Boys had a higher prevalence rate of stunting and wasting than girls. On the other hand girls had a higher rate of underweight than boys. However these rates were not significantly different. The findings were similar to the Machakos study where school girls were at a higher risk of being underweight compared to school boys of the same age [33]. A study in Nyambene District, Kenya also found that the nutritional status (stunting, underweight and wasting) of girls was better than that of boys, although the difference was not statistically significant [34]. In Brazil school age boys were significantly more stunted than girls of the same age [35].

The higher levels of stunting among boys could have been contributed by high prevalence of disease among boys which could also be associated to the low rates of hand washing at critical times. Inadequate energy intake among the orphanage children could have contributed to the high stunting levels among boys than girls mainly because boys (above 10 years of age) require more food than girls of the same age [17]. It could also be explained by the fact that more girls than boys were involved in food preparation and therefore likely to consume more food than boy’s overtime. Further, since stunting increases with age, it is likely that more boys than girls were stunted in their childhood.

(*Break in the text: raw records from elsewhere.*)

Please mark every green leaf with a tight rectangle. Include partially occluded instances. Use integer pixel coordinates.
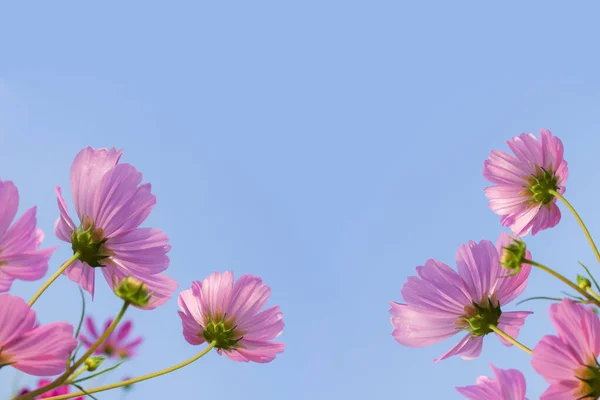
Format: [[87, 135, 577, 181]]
[[73, 360, 126, 383]]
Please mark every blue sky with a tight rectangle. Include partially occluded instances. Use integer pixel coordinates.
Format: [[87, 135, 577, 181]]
[[0, 1, 600, 400]]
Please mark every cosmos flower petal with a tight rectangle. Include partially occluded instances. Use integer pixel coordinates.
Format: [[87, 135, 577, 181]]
[[497, 311, 533, 346], [178, 272, 285, 363], [434, 333, 483, 363], [390, 302, 459, 347], [71, 147, 122, 220], [483, 129, 568, 236]]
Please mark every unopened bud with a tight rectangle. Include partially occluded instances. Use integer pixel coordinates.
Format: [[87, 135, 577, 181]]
[[85, 356, 104, 372], [577, 275, 592, 290], [115, 276, 152, 307], [500, 239, 527, 275]]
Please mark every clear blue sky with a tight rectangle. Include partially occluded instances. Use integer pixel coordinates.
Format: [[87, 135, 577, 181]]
[[0, 1, 600, 400]]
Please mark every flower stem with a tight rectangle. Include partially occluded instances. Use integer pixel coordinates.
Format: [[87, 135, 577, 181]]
[[42, 341, 217, 400], [490, 325, 531, 354], [29, 251, 80, 307], [523, 259, 600, 307], [15, 301, 129, 400], [548, 190, 600, 263]]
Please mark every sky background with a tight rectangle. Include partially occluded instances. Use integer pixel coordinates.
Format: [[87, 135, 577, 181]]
[[0, 0, 600, 400]]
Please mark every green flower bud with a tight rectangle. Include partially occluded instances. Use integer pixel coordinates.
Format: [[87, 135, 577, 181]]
[[85, 356, 104, 372], [115, 276, 152, 307], [577, 275, 592, 290], [500, 239, 527, 275]]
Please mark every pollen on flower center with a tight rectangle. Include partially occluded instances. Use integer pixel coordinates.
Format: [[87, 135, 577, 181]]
[[457, 298, 502, 336], [202, 316, 242, 350], [71, 217, 110, 267], [527, 169, 558, 205], [575, 359, 600, 400]]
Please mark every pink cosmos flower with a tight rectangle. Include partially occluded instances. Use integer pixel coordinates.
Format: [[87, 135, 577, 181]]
[[456, 364, 527, 400], [178, 272, 285, 363], [483, 129, 569, 236], [0, 294, 77, 376], [0, 180, 56, 293], [531, 299, 600, 400], [55, 147, 177, 308], [80, 317, 143, 359], [19, 379, 83, 400], [390, 233, 531, 362]]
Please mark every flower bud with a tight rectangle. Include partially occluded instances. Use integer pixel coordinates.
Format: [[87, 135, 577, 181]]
[[115, 276, 152, 307], [577, 275, 592, 290], [85, 356, 104, 372], [500, 239, 527, 275]]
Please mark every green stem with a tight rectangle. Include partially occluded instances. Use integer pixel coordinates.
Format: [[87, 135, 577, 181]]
[[29, 251, 80, 307], [490, 325, 531, 354], [44, 341, 217, 400], [15, 301, 129, 400], [548, 190, 600, 263], [523, 259, 600, 307]]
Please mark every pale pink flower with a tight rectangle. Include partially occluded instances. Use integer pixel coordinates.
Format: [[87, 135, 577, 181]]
[[19, 379, 83, 400], [483, 129, 569, 236], [456, 364, 527, 400], [178, 272, 285, 363], [0, 180, 56, 293], [55, 147, 177, 308], [0, 294, 77, 376], [390, 233, 531, 362], [79, 317, 143, 358], [531, 299, 600, 400]]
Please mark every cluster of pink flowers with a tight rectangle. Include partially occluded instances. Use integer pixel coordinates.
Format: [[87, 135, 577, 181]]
[[390, 130, 600, 400], [0, 147, 285, 399]]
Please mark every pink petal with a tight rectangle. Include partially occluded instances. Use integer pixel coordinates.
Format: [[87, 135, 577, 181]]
[[401, 260, 473, 318], [54, 186, 77, 243], [223, 339, 285, 363], [434, 333, 483, 363], [226, 275, 271, 325], [390, 302, 459, 347], [456, 240, 501, 302], [3, 322, 77, 376], [71, 147, 122, 221], [0, 180, 19, 241], [106, 228, 171, 274], [238, 306, 285, 340], [0, 294, 35, 348], [92, 164, 156, 237]]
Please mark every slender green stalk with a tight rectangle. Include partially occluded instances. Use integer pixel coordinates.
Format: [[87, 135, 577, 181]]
[[523, 260, 600, 307], [29, 251, 79, 307], [490, 325, 531, 354], [15, 301, 129, 400], [44, 341, 217, 400], [548, 190, 600, 263]]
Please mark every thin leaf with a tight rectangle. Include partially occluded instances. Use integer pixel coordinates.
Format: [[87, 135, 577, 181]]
[[578, 261, 600, 292], [517, 296, 562, 305], [75, 286, 85, 339], [74, 360, 126, 383], [71, 383, 98, 400], [561, 291, 583, 300]]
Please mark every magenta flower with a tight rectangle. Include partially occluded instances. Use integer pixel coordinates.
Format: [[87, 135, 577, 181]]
[[55, 147, 177, 308], [80, 317, 143, 359], [0, 294, 77, 376], [19, 379, 83, 400], [0, 180, 56, 293], [483, 129, 569, 236], [178, 272, 285, 363], [456, 364, 527, 400], [390, 233, 531, 362], [531, 299, 600, 400]]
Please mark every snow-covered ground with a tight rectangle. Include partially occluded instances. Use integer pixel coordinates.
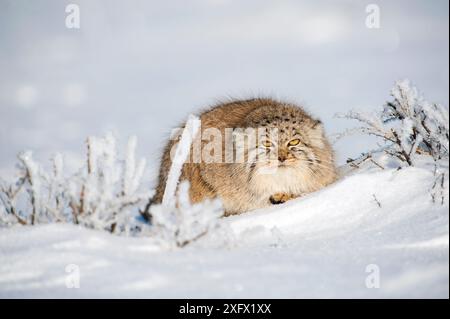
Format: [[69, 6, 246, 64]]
[[0, 161, 449, 298]]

The orphanage children who had been admitted to the orphanages for a longer period were more likely to be stunted and underweight (p<0.05) than those who had been recently admitted. These findings differ from those of the study in Malawi where children who had been admitted to an orphanage for more than one year were less malnourished [36] than those who had been admitted for a shorter time. It could also imply that nutritional care in the orphanage is less than optimal, resulting in chronic long term malnutrition.

Acknowledgements

We thank Jomo Kenyatta University of Agriculture and Technology, members of Kenya Medical and Research Institute Scientific Committee and Children’s homes for their cooperation and support.